2 if you stick with the gliclizide ask for a meter and test strips being as gliclizide causes hypo's you have to test your blood sugar. If they refuse tell them that you are concerned about having a hypo whilst driving. There are legal requirements when it comes to this
Many thanks I will definitely go back to the GP and request to return to Metformin SR.
 

actsing

Member
Messages
8
Type of diabetes
Type 2
Hi @actsing, from my own personal experience I can confirm that gliclazide can cause hypos and weight gain.

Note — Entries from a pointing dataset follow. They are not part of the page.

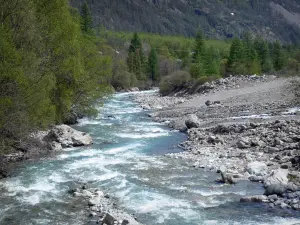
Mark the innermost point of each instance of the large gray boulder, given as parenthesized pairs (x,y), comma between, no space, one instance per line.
(192,121)
(257,168)
(279,176)
(68,137)
(276,182)
(256,198)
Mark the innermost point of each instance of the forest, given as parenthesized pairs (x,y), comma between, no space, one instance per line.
(55,64)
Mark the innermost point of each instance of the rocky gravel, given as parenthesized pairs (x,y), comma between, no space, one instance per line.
(245,128)
(100,207)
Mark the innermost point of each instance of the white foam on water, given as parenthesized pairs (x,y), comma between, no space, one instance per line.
(57,178)
(142,136)
(261,116)
(124,148)
(89,152)
(31,199)
(291,111)
(216,192)
(16,186)
(96,162)
(87,121)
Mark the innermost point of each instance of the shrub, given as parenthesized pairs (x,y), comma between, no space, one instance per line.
(174,82)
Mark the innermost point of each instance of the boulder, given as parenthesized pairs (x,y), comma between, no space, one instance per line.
(94,201)
(192,121)
(55,146)
(228,178)
(275,189)
(256,198)
(279,176)
(257,168)
(68,137)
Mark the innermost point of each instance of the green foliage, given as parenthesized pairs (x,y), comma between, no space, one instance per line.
(86,19)
(153,65)
(48,66)
(174,82)
(135,60)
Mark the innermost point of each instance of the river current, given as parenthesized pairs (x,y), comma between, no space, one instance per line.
(127,161)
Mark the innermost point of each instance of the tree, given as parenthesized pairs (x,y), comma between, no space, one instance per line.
(199,47)
(135,59)
(277,55)
(86,19)
(235,56)
(153,65)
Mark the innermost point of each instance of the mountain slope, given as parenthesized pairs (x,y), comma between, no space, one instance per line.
(278,19)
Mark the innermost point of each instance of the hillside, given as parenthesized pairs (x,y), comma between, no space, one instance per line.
(278,19)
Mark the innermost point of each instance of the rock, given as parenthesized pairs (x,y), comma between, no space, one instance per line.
(257,168)
(92,214)
(68,136)
(178,125)
(94,201)
(284,166)
(241,144)
(279,176)
(87,193)
(133,89)
(208,103)
(272,198)
(271,149)
(277,189)
(192,121)
(256,198)
(256,178)
(125,222)
(109,219)
(55,146)
(228,178)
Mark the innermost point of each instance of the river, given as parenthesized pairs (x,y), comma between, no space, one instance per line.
(127,161)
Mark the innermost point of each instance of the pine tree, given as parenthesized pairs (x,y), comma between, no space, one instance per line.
(277,55)
(153,65)
(235,57)
(86,19)
(199,47)
(135,59)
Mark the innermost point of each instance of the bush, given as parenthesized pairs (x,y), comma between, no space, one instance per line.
(174,82)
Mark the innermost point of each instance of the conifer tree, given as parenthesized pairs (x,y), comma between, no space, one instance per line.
(199,46)
(135,59)
(278,60)
(86,19)
(153,65)
(235,56)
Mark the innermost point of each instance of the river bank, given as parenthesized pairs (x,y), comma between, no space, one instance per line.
(248,130)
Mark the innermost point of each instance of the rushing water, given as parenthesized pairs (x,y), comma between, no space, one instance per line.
(127,161)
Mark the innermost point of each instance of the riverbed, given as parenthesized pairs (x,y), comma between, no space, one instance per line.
(127,161)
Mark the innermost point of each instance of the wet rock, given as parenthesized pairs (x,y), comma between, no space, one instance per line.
(241,144)
(192,121)
(228,178)
(256,178)
(68,136)
(271,149)
(277,189)
(55,146)
(109,219)
(279,176)
(257,168)
(208,103)
(94,201)
(256,198)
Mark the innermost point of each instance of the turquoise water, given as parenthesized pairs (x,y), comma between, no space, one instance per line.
(127,161)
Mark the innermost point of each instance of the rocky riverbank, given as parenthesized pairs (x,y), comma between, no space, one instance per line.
(241,127)
(43,143)
(101,208)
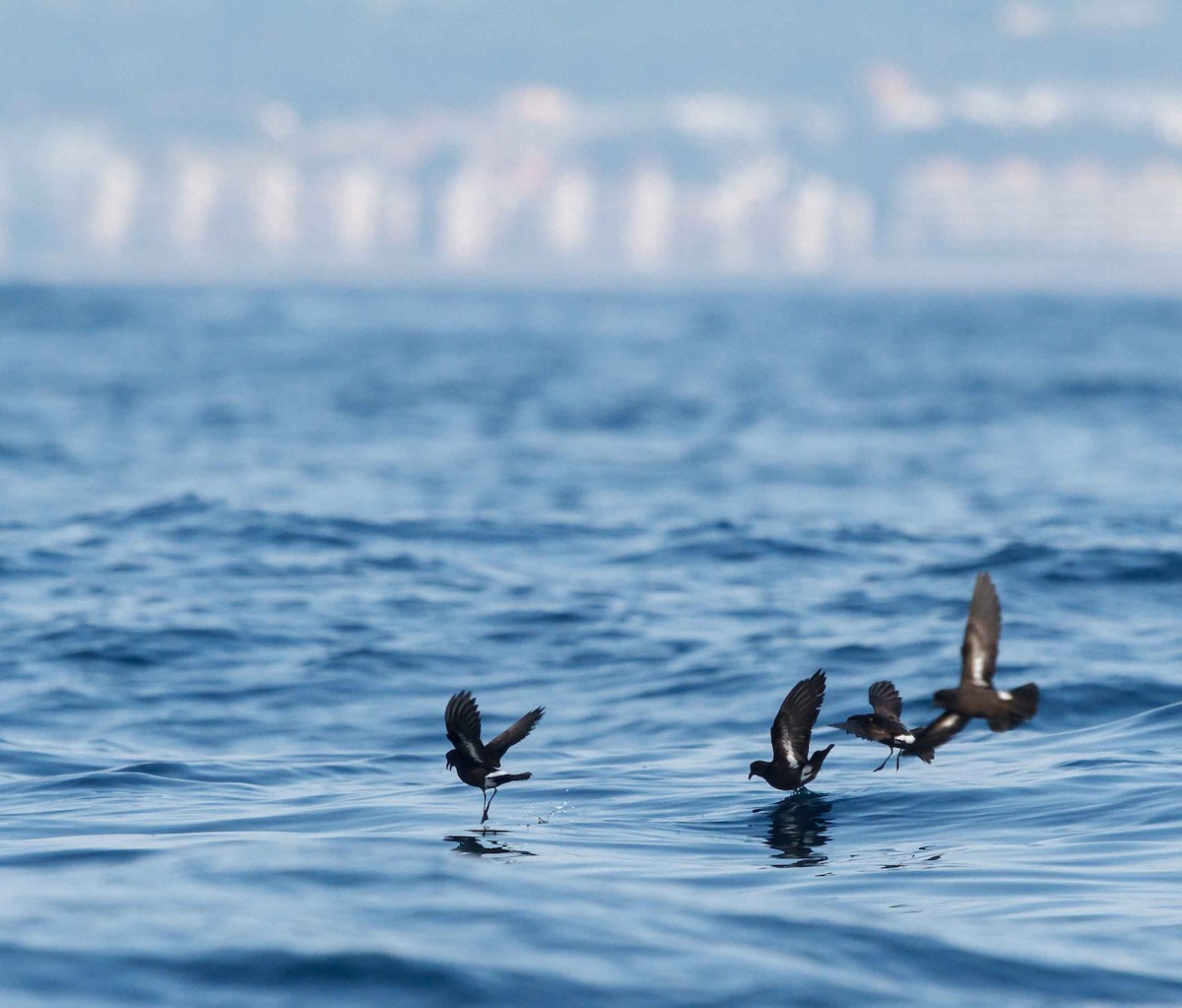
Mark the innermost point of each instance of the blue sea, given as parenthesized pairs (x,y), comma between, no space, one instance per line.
(252,541)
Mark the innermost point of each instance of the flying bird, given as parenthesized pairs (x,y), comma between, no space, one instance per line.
(976,696)
(477,764)
(885,725)
(792,767)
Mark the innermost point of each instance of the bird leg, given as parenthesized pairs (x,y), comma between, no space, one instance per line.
(489,802)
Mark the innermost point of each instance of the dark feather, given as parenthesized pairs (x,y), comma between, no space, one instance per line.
(513,735)
(792,728)
(462,722)
(886,701)
(979,652)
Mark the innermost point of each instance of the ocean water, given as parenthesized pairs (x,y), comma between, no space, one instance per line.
(251,542)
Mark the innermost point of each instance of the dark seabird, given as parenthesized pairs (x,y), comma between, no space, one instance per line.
(885,725)
(929,737)
(477,764)
(791,766)
(975,696)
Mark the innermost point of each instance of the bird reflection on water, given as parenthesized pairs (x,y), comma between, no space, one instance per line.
(483,842)
(798,827)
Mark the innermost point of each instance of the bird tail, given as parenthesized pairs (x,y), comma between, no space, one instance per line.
(1021,706)
(819,758)
(496,779)
(926,753)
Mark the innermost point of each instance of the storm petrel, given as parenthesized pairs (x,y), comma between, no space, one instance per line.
(975,696)
(885,724)
(792,767)
(477,764)
(929,737)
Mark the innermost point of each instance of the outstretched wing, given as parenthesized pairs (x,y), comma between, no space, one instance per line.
(886,701)
(513,735)
(979,653)
(462,722)
(792,726)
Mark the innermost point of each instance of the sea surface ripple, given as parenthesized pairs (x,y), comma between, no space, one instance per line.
(251,542)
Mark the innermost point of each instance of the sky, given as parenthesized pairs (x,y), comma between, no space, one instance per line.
(772,139)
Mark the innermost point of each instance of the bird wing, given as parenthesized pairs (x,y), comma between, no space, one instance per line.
(513,735)
(979,653)
(462,720)
(886,701)
(792,726)
(940,730)
(858,725)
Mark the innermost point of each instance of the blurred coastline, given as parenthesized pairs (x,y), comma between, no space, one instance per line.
(1027,165)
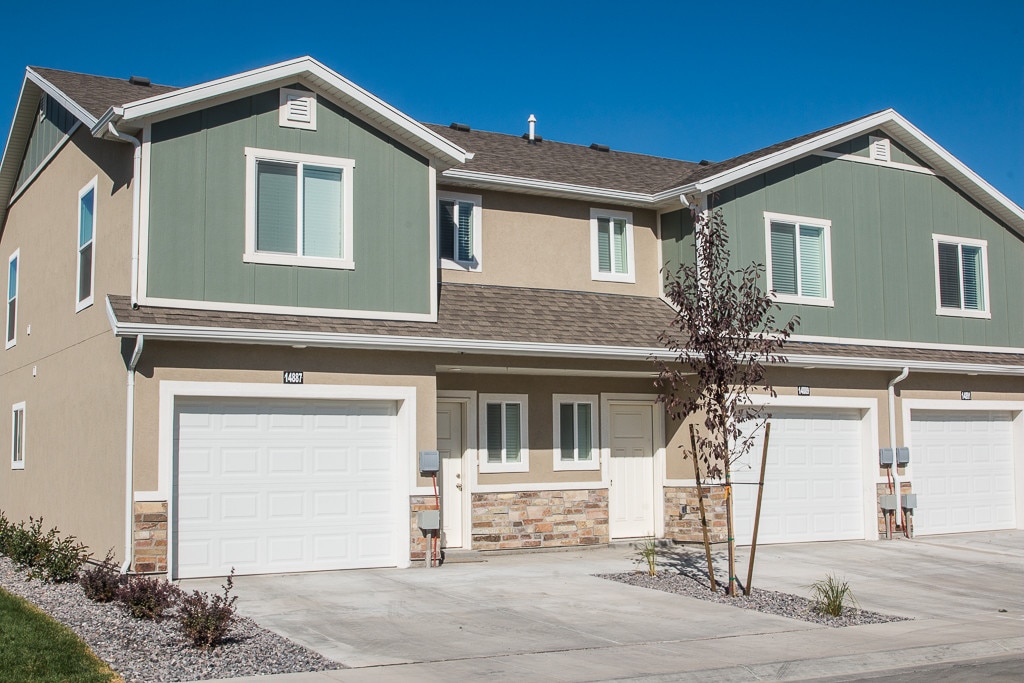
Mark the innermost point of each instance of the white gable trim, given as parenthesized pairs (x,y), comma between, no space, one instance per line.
(358,100)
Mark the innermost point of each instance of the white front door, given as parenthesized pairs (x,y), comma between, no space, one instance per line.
(272,485)
(453,476)
(962,468)
(631,493)
(813,480)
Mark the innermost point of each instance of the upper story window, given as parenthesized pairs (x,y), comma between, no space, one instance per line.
(298,209)
(504,433)
(17,436)
(576,432)
(961,276)
(799,252)
(611,246)
(11,337)
(86,243)
(459,230)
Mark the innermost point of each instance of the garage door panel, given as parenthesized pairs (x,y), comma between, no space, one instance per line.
(813,481)
(962,463)
(279,485)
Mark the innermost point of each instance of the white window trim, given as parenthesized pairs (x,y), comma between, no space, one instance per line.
(80,303)
(283,119)
(971,242)
(252,256)
(595,451)
(476,263)
(19,465)
(523,464)
(827,300)
(12,325)
(595,271)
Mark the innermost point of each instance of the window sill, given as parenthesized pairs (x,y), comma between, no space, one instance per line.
(960,312)
(466,266)
(499,468)
(304,261)
(806,301)
(579,466)
(628,278)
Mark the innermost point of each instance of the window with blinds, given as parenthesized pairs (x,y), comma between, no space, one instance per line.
(299,210)
(961,275)
(799,259)
(611,246)
(459,230)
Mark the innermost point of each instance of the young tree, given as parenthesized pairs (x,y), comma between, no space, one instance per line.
(722,337)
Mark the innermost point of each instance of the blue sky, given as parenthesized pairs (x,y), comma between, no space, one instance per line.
(690,80)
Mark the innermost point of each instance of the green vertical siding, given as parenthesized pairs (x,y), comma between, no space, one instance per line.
(882,251)
(197,212)
(46,134)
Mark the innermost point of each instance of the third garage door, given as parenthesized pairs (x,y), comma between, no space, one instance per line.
(813,481)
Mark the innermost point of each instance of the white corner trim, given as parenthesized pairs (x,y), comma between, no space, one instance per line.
(404,397)
(630,275)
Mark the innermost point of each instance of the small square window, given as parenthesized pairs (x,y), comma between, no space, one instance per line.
(12,264)
(459,230)
(611,246)
(503,433)
(961,276)
(17,436)
(298,209)
(799,252)
(576,444)
(86,245)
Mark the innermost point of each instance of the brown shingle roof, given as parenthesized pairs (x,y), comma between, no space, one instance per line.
(530,315)
(97,93)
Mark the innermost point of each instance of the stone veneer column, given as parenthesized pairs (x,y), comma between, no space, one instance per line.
(150,538)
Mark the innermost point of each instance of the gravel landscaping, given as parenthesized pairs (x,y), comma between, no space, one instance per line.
(770,602)
(146,651)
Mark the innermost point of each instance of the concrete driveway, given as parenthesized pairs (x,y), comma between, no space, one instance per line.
(545,616)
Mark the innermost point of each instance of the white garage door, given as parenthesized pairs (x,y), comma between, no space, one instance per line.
(813,481)
(963,471)
(276,485)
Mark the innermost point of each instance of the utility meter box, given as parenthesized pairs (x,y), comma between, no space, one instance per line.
(428,520)
(430,462)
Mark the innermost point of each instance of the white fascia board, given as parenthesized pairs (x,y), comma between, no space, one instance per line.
(58,95)
(368,103)
(499,181)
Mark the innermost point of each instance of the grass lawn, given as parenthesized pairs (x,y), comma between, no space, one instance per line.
(34,648)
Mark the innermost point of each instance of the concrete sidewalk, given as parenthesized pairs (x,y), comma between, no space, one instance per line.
(544,616)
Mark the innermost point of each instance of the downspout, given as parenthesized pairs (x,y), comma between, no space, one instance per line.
(130,458)
(135,195)
(892,434)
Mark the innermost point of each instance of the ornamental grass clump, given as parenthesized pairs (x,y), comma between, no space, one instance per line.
(145,597)
(829,595)
(206,619)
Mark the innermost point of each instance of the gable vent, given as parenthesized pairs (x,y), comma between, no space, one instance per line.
(880,148)
(298,109)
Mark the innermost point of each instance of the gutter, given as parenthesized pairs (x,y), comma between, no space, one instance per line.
(135,200)
(130,457)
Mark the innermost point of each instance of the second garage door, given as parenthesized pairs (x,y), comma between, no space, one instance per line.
(285,485)
(813,480)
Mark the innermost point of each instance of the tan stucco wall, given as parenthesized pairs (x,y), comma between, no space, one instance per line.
(544,242)
(264,365)
(75,446)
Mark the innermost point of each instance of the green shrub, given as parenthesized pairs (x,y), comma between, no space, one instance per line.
(101,582)
(829,595)
(145,597)
(205,619)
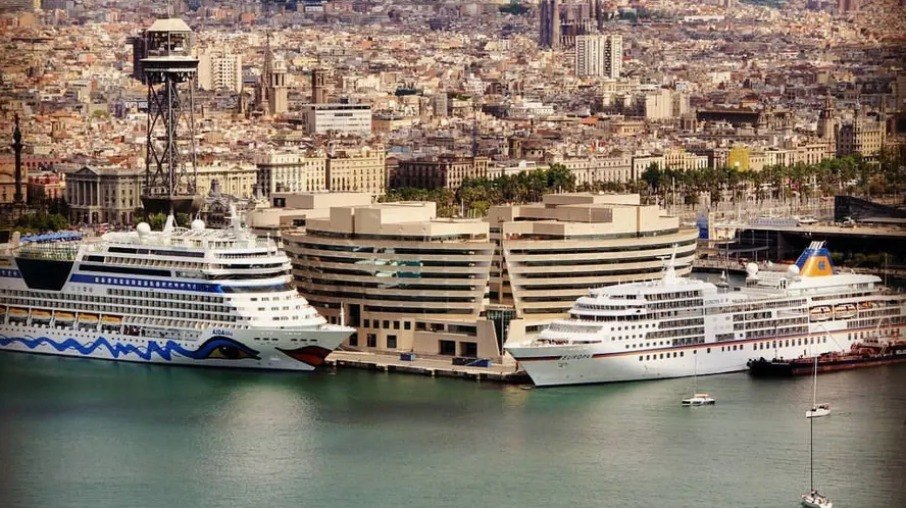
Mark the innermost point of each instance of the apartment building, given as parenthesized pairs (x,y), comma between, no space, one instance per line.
(438,172)
(291,172)
(357,170)
(337,119)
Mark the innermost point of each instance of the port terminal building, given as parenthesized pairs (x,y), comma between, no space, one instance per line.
(409,281)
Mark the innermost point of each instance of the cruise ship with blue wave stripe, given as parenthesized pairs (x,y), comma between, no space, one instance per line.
(181,296)
(679,326)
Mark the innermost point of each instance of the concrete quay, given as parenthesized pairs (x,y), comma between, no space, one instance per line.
(437,366)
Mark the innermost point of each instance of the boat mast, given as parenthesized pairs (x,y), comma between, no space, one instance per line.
(811,454)
(815,386)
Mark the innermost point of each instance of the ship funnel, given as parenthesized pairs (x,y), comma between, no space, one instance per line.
(815,261)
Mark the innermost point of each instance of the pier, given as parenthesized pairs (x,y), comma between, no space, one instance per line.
(434,366)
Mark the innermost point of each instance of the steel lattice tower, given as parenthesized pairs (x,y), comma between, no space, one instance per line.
(166,65)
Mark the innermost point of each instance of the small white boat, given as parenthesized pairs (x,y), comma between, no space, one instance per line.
(699,399)
(815,500)
(818,410)
(812,498)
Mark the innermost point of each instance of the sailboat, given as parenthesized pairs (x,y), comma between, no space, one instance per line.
(817,410)
(697,399)
(812,498)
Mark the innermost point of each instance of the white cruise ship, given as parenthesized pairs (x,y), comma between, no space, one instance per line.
(181,296)
(679,327)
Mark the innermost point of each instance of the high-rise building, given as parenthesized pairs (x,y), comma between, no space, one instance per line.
(613,56)
(599,55)
(318,86)
(19,5)
(220,69)
(272,88)
(864,134)
(844,6)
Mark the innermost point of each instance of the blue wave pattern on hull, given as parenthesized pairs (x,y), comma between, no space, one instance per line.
(216,347)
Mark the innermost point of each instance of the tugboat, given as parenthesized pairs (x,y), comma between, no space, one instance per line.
(859,355)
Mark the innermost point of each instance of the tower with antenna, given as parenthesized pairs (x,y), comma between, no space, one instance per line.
(18,196)
(167,67)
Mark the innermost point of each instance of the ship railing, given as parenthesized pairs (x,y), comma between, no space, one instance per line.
(54,252)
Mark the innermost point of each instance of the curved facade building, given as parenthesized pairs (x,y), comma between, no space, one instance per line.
(405,279)
(550,254)
(408,281)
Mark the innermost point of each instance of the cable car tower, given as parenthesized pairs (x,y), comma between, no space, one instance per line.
(163,60)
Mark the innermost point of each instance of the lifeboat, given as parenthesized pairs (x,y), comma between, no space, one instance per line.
(64,317)
(90,319)
(820,313)
(112,320)
(845,311)
(18,314)
(40,315)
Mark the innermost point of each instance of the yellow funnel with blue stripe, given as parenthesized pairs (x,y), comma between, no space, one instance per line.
(815,261)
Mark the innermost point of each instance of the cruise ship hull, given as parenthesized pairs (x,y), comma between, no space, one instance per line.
(296,350)
(586,364)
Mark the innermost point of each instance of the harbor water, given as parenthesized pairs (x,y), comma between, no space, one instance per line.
(103,434)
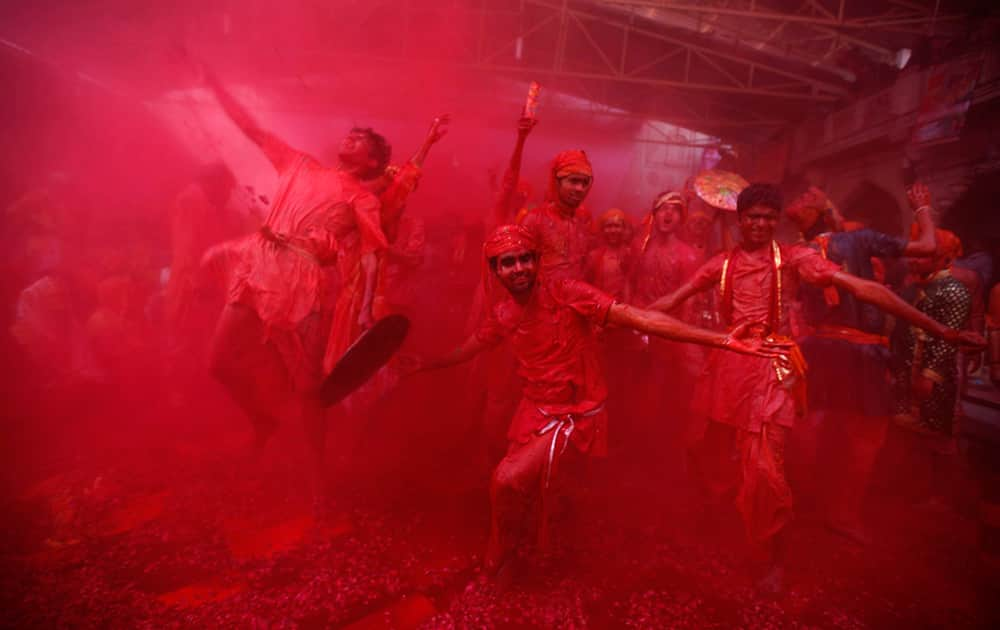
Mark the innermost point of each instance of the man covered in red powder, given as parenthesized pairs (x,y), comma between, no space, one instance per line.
(609,266)
(551,323)
(846,348)
(753,402)
(271,335)
(664,263)
(665,260)
(560,226)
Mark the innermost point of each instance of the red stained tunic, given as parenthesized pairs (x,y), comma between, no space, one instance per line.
(609,269)
(563,243)
(330,215)
(554,340)
(740,390)
(662,269)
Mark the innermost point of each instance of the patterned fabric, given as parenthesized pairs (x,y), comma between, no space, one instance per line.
(917,354)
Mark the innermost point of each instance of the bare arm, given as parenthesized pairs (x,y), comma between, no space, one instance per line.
(502,210)
(369,267)
(668,303)
(439,127)
(656,323)
(277,151)
(880,296)
(926,243)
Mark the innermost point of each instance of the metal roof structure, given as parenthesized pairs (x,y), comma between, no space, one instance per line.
(734,69)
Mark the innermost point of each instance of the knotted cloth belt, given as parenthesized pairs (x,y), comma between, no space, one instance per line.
(852,335)
(283,240)
(561,424)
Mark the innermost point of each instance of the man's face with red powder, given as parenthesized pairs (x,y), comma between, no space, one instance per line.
(517,270)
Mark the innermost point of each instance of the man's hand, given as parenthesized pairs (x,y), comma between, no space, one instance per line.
(365,319)
(525,125)
(439,128)
(763,348)
(968,340)
(409,364)
(919,195)
(922,388)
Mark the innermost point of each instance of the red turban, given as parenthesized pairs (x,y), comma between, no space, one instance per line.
(572,162)
(812,199)
(508,238)
(614,213)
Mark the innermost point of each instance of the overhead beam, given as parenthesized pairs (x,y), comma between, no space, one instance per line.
(766,14)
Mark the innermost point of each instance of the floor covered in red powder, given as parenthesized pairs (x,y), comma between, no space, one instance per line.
(160,523)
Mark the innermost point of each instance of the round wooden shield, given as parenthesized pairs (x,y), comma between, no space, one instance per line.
(719,188)
(367,354)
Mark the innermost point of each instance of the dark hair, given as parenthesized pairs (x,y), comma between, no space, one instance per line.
(379,149)
(759,194)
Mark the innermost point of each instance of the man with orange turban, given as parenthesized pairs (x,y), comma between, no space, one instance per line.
(846,349)
(664,263)
(752,403)
(551,324)
(609,266)
(560,226)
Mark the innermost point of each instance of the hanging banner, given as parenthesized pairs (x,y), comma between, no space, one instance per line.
(946,100)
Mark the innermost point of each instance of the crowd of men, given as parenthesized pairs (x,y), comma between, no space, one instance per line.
(583,327)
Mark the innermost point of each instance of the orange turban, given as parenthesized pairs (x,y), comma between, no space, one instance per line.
(572,162)
(614,213)
(508,238)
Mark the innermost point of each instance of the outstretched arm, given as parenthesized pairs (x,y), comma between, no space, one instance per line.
(669,302)
(926,243)
(885,299)
(439,127)
(502,212)
(655,323)
(276,150)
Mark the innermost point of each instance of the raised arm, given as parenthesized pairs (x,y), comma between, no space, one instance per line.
(655,323)
(277,151)
(405,181)
(885,299)
(502,213)
(439,127)
(669,302)
(926,243)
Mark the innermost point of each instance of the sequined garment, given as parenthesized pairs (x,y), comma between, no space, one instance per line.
(946,300)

many thanks - my instincts, the constant tiredness and what sometimes seemed like day long hunger pangs and the 'scales' creeping upward have all convinced me that you are right. I have an appointment next week, but in the meantime I have commited one of the ultimate 'sins' as a patient. I still had a fairly new supply of Metformin SL so you can guess what I've done! I am not prepared to spend even another week worrying about how long it is since I have eaten each day and CERTAINLY not going to continue watching the pounds that I shed creep back on!